Where OnGeo Intelligence Applies

At OnGeo Intelligence, geospatial technology bridges the gap between raw data and humanitarian action. The Al-Fashir case demonstrates how integrated OnGeo workflows transform satellite imagery into actionable intelligence for crisis response and documentation.

  • Conflict Verification and Reporting – Combining high-resolution imagery, open-source data, and AI-assisted analysis, OnGeo methodologies verify incidents.

  • Geospatial Forensics and Accountability – Structured analysis pipelines support evidence archiving, mapping, and correlation, creating verified datasets for humanitarian or legal use.
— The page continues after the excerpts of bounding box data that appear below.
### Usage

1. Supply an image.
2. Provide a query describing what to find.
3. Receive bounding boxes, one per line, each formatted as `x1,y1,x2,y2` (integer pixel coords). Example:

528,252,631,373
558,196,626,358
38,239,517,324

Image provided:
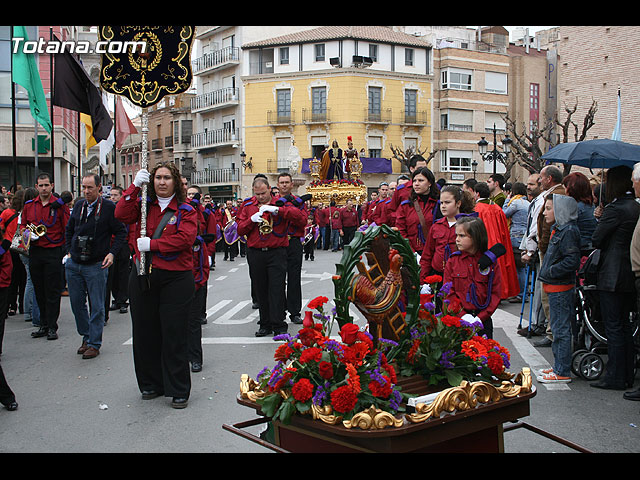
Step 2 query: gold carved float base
240,367,532,430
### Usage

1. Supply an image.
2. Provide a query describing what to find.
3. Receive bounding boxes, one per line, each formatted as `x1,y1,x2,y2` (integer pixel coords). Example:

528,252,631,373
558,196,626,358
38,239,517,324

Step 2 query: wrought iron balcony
192,47,240,74
302,108,331,124
191,87,240,112
267,110,296,125
191,168,240,186
191,128,240,148
364,108,391,124
402,110,427,126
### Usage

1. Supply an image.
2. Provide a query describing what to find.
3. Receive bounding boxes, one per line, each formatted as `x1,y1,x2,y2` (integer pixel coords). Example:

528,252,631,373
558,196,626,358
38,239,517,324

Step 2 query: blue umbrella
542,138,640,168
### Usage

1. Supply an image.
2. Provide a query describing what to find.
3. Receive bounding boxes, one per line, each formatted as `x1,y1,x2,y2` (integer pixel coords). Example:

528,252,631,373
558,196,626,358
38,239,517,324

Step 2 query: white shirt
157,193,176,212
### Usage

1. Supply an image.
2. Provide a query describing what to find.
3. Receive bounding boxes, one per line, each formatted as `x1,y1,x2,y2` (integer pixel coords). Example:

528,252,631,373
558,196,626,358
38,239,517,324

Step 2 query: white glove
138,237,151,252
133,169,151,188
260,205,278,215
462,313,483,327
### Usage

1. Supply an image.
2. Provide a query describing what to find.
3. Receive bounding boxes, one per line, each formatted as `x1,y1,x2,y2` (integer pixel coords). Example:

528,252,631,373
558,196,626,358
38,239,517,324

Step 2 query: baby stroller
571,250,640,380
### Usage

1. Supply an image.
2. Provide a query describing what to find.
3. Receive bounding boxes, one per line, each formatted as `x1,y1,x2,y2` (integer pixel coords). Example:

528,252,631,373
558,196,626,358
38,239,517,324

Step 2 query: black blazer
65,198,127,264
592,192,640,292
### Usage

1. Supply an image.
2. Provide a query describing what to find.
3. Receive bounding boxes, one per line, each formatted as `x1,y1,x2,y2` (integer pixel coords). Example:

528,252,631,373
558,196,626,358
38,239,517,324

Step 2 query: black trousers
247,248,288,333
29,245,64,331
9,251,27,312
342,227,358,245
286,237,303,318
104,245,131,321
302,240,316,260
129,268,195,398
223,240,240,260
0,363,16,407
188,285,207,363
600,290,636,388
0,286,8,355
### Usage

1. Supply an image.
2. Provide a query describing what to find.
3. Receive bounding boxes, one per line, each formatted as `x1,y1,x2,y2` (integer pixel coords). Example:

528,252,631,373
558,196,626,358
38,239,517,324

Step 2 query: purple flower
389,390,402,410
273,333,293,341
439,350,456,368
438,282,453,297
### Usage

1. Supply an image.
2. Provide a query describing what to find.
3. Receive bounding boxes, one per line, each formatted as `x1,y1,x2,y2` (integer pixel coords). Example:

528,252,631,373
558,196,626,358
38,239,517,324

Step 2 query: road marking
206,300,231,318
124,300,570,391
491,309,571,390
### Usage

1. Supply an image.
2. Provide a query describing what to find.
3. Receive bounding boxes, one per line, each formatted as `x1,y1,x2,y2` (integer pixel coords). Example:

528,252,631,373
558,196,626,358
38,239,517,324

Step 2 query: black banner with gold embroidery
98,25,195,108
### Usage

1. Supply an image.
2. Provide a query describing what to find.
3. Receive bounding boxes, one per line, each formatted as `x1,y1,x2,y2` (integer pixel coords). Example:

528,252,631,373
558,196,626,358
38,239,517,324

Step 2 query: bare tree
391,145,438,169
505,99,598,175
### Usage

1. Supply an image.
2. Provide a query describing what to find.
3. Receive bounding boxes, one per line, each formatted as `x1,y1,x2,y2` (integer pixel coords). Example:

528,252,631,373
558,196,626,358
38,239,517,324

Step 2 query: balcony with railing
364,108,391,125
302,108,331,125
191,87,240,113
191,168,240,186
191,128,240,148
192,47,240,75
402,111,428,127
267,110,296,125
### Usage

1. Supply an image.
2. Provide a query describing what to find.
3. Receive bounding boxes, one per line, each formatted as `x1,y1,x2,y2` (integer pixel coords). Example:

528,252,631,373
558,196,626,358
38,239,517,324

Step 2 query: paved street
0,251,640,453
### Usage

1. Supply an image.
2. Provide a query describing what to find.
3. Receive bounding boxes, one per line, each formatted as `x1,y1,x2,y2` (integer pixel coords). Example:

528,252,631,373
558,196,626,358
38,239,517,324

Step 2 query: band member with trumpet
115,162,197,408
237,177,307,337
20,173,69,340
220,200,240,262
302,213,318,262
276,173,310,325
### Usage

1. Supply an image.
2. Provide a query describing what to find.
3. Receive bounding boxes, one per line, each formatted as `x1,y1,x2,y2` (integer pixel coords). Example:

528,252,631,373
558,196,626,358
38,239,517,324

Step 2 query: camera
78,235,93,262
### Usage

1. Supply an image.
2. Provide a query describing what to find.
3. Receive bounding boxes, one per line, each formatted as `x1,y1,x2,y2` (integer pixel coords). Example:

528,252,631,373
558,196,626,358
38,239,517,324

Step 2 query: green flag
12,26,51,133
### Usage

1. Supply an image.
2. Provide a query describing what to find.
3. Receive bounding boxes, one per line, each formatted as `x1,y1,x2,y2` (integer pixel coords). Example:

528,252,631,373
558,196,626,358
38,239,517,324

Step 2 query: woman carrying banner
116,162,197,408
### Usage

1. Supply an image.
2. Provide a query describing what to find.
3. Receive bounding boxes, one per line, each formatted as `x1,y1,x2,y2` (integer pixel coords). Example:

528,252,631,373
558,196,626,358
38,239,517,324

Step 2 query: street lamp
478,123,513,175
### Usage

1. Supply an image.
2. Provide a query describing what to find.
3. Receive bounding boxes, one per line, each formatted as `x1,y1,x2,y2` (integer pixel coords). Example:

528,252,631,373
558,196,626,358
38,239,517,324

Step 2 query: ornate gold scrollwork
342,405,404,430
405,367,532,423
240,367,532,430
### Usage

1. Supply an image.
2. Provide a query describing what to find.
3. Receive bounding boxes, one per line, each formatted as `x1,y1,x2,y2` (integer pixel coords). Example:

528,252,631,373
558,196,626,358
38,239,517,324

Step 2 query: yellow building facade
242,29,433,196
244,70,432,195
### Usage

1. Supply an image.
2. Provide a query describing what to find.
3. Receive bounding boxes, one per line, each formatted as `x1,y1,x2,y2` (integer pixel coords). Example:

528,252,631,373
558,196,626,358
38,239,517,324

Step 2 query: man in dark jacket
536,194,580,383
589,166,640,390
64,174,127,359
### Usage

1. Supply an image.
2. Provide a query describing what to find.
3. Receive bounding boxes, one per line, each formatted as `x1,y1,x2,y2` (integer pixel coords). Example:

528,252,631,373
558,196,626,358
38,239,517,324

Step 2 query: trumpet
25,223,47,237
258,217,273,235
22,223,47,250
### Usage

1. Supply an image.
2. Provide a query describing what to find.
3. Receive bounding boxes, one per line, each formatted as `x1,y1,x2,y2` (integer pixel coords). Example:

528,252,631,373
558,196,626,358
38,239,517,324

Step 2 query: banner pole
139,108,148,275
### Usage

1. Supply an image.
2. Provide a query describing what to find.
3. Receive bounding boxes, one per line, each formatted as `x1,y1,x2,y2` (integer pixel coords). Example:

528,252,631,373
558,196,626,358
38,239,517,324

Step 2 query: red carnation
291,378,313,402
441,315,460,327
447,295,462,313
369,375,392,398
300,347,322,363
307,296,329,310
302,310,314,328
318,362,333,380
331,385,358,413
424,275,442,284
340,323,360,345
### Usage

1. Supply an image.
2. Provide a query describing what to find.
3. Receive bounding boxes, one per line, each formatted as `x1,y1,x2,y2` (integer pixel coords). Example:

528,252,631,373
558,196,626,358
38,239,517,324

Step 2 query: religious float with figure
307,136,367,206
223,225,600,453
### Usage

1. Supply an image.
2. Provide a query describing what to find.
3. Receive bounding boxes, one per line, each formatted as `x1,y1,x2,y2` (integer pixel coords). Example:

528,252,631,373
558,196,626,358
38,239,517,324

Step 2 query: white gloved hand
138,237,151,252
133,169,151,188
260,205,278,215
461,313,483,327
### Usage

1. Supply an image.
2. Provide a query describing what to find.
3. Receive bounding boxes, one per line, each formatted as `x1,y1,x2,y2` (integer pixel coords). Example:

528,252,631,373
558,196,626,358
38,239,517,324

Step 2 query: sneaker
536,372,571,383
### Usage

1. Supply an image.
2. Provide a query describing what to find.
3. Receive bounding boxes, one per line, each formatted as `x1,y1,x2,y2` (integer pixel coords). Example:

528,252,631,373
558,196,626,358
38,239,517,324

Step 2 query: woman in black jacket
590,166,640,390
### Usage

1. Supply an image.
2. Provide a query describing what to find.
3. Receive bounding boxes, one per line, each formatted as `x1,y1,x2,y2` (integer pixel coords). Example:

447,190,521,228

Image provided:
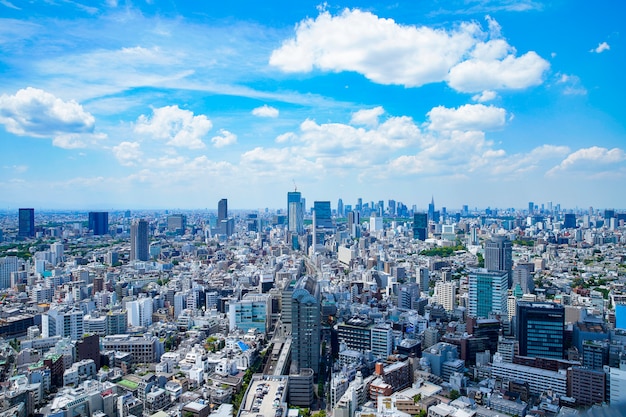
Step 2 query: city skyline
0,0,626,210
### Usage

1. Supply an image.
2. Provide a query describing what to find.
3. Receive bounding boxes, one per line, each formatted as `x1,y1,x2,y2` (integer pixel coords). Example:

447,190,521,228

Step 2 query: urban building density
0,198,626,417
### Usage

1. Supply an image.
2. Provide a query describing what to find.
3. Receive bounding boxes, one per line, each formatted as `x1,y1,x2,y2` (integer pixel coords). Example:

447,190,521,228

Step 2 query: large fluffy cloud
0,87,102,148
252,104,279,118
547,146,626,176
135,106,213,149
270,9,549,92
113,142,143,166
428,104,506,131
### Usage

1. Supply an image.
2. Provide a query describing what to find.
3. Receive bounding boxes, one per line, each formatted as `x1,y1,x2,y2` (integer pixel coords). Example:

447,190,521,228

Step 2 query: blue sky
0,0,626,210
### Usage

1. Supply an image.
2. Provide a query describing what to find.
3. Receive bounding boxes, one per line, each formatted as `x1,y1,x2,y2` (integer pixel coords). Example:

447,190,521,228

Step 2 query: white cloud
448,48,550,93
350,106,385,127
0,87,98,148
428,104,506,131
589,42,611,54
211,129,237,148
546,146,626,176
270,9,480,87
556,73,587,96
252,104,279,118
472,90,498,103
113,142,143,166
135,106,213,149
270,9,549,92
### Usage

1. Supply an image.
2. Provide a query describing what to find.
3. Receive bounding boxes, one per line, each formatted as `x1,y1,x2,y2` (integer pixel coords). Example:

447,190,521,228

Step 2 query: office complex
485,236,513,288
291,276,321,373
468,268,509,318
413,213,428,241
17,209,35,237
516,301,565,359
130,219,150,261
287,191,304,234
167,214,187,235
88,211,109,236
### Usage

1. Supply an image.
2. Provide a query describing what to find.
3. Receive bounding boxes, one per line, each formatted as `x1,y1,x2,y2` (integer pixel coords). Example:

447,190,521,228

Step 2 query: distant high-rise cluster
130,219,150,261
18,208,35,237
88,211,109,236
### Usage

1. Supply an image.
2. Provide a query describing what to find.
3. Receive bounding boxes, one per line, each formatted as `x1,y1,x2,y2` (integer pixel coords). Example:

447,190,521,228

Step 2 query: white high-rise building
435,281,456,311
0,256,19,290
41,306,84,340
371,323,393,359
50,242,63,265
126,298,152,327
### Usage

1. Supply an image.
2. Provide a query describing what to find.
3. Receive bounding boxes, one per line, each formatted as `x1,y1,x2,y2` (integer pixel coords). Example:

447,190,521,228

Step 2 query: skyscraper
89,211,109,236
130,219,150,261
291,276,321,373
217,198,228,224
17,209,35,237
516,301,565,359
468,268,509,318
287,191,304,234
485,236,513,288
413,213,428,241
167,214,187,235
313,201,333,229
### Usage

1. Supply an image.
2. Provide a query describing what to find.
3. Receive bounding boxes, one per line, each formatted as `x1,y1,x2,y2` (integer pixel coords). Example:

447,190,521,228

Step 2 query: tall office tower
0,256,19,290
167,214,187,235
428,196,435,221
17,209,35,237
41,305,84,340
485,236,513,288
435,281,456,311
287,191,304,234
291,276,321,373
371,323,393,360
468,268,509,318
217,198,228,224
416,267,430,294
130,219,150,261
511,262,535,294
126,297,153,327
516,301,565,359
348,211,361,237
313,201,333,229
89,211,109,236
413,213,428,241
563,213,576,229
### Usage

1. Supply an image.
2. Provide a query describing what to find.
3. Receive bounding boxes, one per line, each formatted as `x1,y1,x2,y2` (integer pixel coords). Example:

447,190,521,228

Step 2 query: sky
0,0,626,211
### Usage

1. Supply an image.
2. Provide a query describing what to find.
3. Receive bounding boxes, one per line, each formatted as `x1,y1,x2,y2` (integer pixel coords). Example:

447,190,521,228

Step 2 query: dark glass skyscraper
89,211,109,236
516,301,565,359
485,236,513,288
413,213,428,241
287,191,304,234
17,209,35,237
130,220,150,261
291,276,321,373
313,201,333,229
217,198,228,224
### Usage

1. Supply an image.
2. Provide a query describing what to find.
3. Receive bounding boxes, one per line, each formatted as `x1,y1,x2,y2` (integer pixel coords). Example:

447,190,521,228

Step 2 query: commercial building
88,211,109,236
516,301,565,359
468,268,509,318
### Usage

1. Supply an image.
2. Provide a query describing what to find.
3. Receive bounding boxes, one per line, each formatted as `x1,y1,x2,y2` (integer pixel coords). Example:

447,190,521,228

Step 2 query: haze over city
0,0,626,210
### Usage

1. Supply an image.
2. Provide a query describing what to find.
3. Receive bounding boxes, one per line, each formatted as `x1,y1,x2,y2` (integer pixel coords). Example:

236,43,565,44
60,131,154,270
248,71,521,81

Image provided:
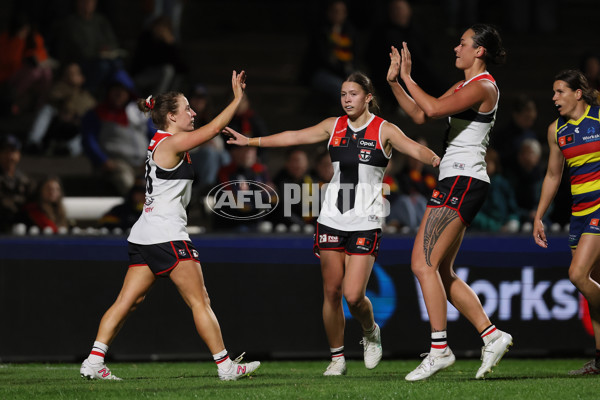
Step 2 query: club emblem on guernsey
358,149,371,162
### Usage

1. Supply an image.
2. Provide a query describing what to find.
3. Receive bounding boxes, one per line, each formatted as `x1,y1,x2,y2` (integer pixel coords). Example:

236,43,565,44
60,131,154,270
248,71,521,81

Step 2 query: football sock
429,331,448,354
329,346,346,362
213,349,233,371
88,341,108,364
363,323,377,337
481,325,500,345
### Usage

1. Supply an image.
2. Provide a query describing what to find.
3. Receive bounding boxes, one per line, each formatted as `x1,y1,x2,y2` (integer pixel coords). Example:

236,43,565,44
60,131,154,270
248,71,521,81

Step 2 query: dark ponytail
137,92,183,130
471,24,506,65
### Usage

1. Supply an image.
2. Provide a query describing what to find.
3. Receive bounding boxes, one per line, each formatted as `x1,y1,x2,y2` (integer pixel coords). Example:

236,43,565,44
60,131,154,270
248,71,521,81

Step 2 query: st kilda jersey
127,131,194,244
556,106,600,216
438,72,500,183
318,115,391,231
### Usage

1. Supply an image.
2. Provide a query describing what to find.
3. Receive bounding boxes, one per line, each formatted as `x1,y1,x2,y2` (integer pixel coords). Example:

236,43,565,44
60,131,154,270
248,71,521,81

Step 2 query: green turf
0,359,600,400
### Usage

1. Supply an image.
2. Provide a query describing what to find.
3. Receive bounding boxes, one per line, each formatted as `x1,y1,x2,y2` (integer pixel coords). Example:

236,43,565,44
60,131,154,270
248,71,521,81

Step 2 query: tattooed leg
423,207,458,267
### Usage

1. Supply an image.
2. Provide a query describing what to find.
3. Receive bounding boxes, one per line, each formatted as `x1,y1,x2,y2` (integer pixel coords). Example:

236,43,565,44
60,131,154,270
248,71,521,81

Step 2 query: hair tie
146,95,154,110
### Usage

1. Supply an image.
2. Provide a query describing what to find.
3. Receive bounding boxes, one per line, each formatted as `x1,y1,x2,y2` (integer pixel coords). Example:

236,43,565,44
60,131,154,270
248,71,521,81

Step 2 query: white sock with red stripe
88,341,108,364
329,346,346,362
481,325,500,345
429,331,448,354
213,349,233,371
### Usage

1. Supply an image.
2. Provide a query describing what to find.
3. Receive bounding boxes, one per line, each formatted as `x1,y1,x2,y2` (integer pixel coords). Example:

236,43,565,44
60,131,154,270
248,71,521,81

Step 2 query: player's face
552,80,581,117
454,29,482,69
175,96,196,131
341,82,373,117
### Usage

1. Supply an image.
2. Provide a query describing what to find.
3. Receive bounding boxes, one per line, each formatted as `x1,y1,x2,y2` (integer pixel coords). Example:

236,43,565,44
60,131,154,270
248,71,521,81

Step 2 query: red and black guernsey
329,115,389,214
146,131,194,194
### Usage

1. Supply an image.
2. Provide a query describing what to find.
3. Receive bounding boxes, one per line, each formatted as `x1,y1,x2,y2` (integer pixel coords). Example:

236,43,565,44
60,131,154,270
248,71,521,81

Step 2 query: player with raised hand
387,24,513,381
80,71,260,380
225,72,439,376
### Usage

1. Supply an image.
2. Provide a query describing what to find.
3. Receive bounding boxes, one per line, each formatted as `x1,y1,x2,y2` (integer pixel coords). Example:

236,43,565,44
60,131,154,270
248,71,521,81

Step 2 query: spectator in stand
507,139,551,230
490,94,537,175
228,93,268,162
27,62,96,156
98,179,146,232
298,0,359,103
273,148,316,226
366,0,448,111
214,146,279,232
23,176,70,233
471,148,520,233
131,16,189,94
81,70,154,196
51,0,123,96
0,134,32,233
0,13,52,115
141,0,187,42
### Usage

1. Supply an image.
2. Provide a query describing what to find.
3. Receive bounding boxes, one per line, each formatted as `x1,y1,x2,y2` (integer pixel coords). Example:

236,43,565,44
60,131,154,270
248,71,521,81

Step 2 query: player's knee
323,286,342,302
345,293,365,310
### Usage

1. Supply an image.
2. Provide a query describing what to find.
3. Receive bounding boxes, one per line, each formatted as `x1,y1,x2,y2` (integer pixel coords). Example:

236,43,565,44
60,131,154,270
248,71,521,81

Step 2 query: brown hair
34,175,69,227
137,92,183,130
554,69,599,106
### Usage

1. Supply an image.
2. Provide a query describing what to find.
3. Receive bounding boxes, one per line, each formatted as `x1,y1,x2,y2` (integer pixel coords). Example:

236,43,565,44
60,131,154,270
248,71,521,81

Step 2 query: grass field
0,359,600,400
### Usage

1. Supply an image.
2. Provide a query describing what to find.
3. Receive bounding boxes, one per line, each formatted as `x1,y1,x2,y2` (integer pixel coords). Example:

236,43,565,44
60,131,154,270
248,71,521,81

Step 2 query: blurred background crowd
0,0,600,234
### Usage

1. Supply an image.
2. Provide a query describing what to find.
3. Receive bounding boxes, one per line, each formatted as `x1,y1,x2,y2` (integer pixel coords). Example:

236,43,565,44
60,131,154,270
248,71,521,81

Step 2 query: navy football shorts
313,223,381,258
128,240,200,276
427,176,490,226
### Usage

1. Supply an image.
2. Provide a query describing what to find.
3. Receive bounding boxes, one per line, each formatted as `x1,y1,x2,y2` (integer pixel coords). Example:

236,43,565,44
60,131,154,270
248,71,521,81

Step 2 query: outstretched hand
231,70,246,98
221,126,250,146
400,42,412,81
387,46,402,83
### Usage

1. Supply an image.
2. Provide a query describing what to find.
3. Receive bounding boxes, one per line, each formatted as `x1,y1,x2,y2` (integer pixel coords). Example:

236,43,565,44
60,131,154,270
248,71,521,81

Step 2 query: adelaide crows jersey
127,131,194,244
318,115,391,231
556,106,600,216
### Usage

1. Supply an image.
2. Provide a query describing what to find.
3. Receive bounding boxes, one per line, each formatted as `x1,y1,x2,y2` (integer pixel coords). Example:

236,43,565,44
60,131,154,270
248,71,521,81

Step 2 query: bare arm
533,121,565,248
400,42,498,118
223,118,335,147
166,71,246,154
381,122,440,167
387,46,427,125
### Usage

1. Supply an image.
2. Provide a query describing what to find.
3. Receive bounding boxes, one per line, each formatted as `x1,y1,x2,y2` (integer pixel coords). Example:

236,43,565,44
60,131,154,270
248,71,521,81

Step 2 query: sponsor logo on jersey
558,133,574,147
357,139,377,149
431,189,445,200
319,233,340,243
358,149,371,162
356,238,371,246
331,137,348,147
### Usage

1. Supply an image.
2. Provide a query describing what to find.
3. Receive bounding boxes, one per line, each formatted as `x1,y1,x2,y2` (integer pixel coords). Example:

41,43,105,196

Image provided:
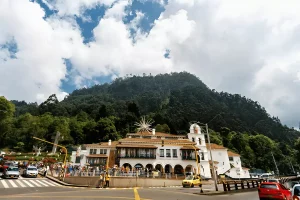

  • Decision Support for Aid Operations – OnGeo’s geospatial products guide NGOs and relief agencies, identifying access routes, damage zones, and displacement patterns to allocate resources effectively.

 

In conflicts like Sudan’s, the combination of open satellite data, AI, and expert interpretation represents not just technological progress but a moral obligation: to see, record, and preserve the truth when it is otherwise hidden.

Final Thoughts

The tragedy in Al-Fashir shows how modern conflict has evolved - not only in tactics but also in how truth itself is contested. In such environments, satellite imagery becomes more than a scientific tool; it becomes an instrument of justice.

From Darfur to Gaza, from Khartoum to Kyiv, the same principle holds: even when witnesses are silenced and borders are closed, the Earth continues to speak through its data. The mission of platforms like OnGeo Intelligence is to ensure that every image captured from orbit helps turn the invisible into visible - and that no atrocity remains unseen.